Cauterization of three episcleral vessels in rats was used to create chronically elevated intraocular pressure (IOP) in one eye. Rats were then treated orally with candesartan (1 mg/kg/d). At 10 weeks, immunohistochemistry was used for quantification of RGC survival and examination of retinal localization of AT1-R.
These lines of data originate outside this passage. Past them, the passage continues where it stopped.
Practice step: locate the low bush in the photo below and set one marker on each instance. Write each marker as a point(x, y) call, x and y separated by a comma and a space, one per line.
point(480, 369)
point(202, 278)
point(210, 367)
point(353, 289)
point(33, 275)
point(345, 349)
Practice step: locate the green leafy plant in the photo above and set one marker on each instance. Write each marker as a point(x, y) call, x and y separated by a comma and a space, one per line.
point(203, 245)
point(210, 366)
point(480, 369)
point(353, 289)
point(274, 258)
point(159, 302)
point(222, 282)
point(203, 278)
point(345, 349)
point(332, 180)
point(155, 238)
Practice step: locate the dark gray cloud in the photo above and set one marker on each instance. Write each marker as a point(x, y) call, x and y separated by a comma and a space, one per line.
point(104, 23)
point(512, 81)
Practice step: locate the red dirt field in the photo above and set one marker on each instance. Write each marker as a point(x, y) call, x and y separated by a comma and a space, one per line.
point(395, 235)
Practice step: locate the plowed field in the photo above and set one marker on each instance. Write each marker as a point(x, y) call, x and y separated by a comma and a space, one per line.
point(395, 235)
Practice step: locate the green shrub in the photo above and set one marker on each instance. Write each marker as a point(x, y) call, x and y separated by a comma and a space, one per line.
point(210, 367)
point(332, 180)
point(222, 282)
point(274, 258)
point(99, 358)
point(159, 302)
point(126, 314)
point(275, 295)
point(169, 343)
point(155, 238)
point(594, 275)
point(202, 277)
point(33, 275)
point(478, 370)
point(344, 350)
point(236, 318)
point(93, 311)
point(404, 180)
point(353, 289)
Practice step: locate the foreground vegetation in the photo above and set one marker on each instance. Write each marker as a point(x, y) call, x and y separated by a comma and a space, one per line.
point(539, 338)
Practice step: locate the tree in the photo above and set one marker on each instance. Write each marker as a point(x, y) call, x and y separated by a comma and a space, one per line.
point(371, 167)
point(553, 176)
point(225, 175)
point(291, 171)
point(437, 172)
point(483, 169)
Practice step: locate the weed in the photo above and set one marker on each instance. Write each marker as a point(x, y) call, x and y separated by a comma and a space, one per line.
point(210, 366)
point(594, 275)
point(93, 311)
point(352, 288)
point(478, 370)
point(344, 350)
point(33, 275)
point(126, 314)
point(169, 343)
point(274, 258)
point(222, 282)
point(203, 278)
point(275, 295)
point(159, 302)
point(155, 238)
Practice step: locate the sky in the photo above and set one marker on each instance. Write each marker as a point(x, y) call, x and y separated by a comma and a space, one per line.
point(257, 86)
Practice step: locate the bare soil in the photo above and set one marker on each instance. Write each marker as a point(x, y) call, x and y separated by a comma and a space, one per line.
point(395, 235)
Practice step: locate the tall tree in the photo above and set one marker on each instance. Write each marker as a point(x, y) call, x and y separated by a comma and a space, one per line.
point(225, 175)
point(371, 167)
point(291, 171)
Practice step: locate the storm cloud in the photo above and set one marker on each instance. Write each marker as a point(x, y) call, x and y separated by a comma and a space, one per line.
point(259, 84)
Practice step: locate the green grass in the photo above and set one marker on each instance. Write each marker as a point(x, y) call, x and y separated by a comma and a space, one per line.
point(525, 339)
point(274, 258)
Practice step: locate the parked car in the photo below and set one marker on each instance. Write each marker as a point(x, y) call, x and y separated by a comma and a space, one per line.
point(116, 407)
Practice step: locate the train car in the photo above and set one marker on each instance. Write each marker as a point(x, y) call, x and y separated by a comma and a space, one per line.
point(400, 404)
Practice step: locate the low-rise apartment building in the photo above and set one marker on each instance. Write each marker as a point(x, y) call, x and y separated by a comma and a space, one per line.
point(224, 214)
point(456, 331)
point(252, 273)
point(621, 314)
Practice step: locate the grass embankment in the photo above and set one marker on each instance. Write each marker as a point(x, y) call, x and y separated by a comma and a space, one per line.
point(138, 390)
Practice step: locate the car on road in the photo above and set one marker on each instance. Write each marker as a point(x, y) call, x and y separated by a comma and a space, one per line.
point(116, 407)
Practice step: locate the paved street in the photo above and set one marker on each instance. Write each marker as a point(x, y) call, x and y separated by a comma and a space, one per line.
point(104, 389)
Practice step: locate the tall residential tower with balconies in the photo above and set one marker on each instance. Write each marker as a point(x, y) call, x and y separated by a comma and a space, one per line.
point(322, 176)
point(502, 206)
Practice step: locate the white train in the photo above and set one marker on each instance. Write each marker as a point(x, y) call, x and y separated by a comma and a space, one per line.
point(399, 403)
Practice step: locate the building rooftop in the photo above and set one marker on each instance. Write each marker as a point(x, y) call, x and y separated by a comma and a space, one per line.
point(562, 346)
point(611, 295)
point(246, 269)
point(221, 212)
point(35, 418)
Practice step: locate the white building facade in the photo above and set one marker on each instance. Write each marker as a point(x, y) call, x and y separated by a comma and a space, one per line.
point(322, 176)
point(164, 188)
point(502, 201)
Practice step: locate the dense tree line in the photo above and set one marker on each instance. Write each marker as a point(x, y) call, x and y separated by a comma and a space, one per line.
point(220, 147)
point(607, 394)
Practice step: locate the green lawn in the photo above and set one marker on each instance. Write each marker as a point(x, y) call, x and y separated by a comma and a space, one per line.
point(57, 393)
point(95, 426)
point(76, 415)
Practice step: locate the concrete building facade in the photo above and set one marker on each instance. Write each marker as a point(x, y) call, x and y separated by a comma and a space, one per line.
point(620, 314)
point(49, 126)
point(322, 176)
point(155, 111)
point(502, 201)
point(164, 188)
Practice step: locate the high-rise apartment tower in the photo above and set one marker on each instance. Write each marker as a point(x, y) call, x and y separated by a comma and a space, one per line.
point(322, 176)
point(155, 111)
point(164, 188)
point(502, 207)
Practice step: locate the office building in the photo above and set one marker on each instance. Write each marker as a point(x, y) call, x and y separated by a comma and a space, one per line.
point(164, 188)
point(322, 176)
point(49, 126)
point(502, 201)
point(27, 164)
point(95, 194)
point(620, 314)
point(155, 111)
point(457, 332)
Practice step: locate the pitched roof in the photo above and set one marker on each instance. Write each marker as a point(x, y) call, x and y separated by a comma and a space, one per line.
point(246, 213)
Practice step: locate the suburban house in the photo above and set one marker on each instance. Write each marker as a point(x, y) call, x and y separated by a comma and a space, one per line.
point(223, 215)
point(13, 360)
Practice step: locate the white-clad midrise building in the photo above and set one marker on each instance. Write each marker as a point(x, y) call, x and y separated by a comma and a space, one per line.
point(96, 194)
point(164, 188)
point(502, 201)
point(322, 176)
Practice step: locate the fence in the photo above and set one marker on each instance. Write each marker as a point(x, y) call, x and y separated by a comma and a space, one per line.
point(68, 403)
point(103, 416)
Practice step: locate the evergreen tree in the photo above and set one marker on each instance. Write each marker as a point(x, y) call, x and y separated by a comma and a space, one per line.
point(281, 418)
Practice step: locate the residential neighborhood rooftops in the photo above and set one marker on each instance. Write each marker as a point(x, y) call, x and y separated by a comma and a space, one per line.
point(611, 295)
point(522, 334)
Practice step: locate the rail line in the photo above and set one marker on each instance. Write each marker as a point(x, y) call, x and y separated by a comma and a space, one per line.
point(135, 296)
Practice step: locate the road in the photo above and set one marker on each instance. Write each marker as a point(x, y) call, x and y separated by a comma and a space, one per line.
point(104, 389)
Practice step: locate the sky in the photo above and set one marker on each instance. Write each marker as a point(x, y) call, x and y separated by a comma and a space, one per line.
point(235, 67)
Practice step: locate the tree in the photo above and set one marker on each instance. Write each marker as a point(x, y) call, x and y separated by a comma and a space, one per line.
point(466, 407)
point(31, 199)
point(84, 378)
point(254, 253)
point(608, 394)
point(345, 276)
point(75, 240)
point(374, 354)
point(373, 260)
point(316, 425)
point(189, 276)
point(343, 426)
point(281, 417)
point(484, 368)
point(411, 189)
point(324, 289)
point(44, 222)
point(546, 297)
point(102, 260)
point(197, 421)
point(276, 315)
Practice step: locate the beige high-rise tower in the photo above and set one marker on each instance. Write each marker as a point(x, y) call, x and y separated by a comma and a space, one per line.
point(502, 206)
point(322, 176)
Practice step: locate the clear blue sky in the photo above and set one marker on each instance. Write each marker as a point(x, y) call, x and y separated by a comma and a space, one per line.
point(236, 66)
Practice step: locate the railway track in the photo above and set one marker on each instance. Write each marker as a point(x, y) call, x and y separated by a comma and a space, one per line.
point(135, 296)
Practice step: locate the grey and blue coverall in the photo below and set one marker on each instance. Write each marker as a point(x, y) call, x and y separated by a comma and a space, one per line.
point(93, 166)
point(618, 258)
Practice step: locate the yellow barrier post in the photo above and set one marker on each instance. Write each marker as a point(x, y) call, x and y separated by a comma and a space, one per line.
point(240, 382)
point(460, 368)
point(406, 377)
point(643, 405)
Compared with the contralateral control eyes, there was a consistently elevated IOP of approximately 2.5-fold during the experimental period. At the end of the 10-week candesartan treatment, there were no changes noted for the blood pressure. Compared with the contralateral control eyes that had normal IOP, the RGC survival rate in the central retina of eyes with the chronic, elevated IOP was 46.5% ± 19.4% (mean ± SD) in the untreated animals and 84.2% ± 4.9% in the candesartan-treated animals (P < 0.05; unpaired t-test). In the retina of the normal IOP rat eyes, retinal vessels were positive for AT1-R. After 10 weeks of IOP elevation, immunohistochemical analysis of the retina indicated there were many AT1-R–positive RGCs in the candesartan-treated rat, whereas there was an apparent AT1-R decrease in the vehicle-treated rats.
In the rat chronic glaucoma model, continuous pharmacologic treatment using candesartan results in significant neuroprotection against RGC loss.